A cache with a longer TTL as a fallback.

Type:

TTLCache

locks

Thread-safe locks for each cache key.

Type:

defaultdict

futures

Stores ongoing asynchronous population tasks.

Type:

dict

pool

Thread pool for executing cache population tasks.

Type:

ThreadPoolExecutor

Parameters:
  • soft_ttl (int) – Time-to-live in seconds for the soft cache.

  • hard_ttl (int) – Time-to-live in seconds for the hard cache.

  • max_workers (int) – Maximum number of workers in the thread pool.

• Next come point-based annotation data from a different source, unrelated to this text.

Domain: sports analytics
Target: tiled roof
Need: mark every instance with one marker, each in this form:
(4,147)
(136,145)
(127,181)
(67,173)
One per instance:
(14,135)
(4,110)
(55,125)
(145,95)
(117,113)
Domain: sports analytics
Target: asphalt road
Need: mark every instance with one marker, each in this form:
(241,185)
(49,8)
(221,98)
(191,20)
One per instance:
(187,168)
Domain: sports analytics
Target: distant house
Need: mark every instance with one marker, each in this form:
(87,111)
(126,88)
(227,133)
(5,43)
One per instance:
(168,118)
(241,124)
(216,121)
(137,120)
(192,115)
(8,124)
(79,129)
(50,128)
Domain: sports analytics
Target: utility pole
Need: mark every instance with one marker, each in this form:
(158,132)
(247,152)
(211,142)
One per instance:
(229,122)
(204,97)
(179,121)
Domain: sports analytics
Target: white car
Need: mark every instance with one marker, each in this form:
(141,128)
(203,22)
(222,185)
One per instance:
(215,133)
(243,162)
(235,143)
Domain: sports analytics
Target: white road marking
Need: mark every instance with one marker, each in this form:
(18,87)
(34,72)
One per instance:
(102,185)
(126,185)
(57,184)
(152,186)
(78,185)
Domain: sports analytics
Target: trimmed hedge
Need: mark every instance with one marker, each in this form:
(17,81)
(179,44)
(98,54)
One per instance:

  • max_items (int) – Maximum number of items in the cache.

Example

>>> cache = TwoLevelCache(soft_ttl=60, hard_ttl=300)
>>> def populate_func():
...     return "cached_value"
>>> value = cache.get("key", populate_func)

Note

The cache uses a ThreadPoolExecutor with a maximum of 10 workers to handle concurrent cache population requests.

__init__(soft_ttl: int, hard_ttl: int, *, max_workers: int = 10, max_items: int = 1000000)

Initialize the TwoLevelCache with specified TTLs.

get(key: str, populate_func: Callable[[], Any])

Retrieve a value from the cache, populating it if necessary.

This method first checks the soft cache for the key. If not found, it checks the hard cache while initiating a background refresh. If the key is not in either cache, it waits for the populate_func to complete and stores the result in both caches.

Locks are used to ensure there is never more than one concurrent population task for a given key.

Parameters:
  • key (str) – The cache key to retrieve or populate.

  • populate_func (Callable[[], Any]) – A function to call to populate the cache if the key is not found.

Returns:

The cached value associated with the key.

Return type:

Any

Note

This method is thread-safe and handles concurrent requests for the same key.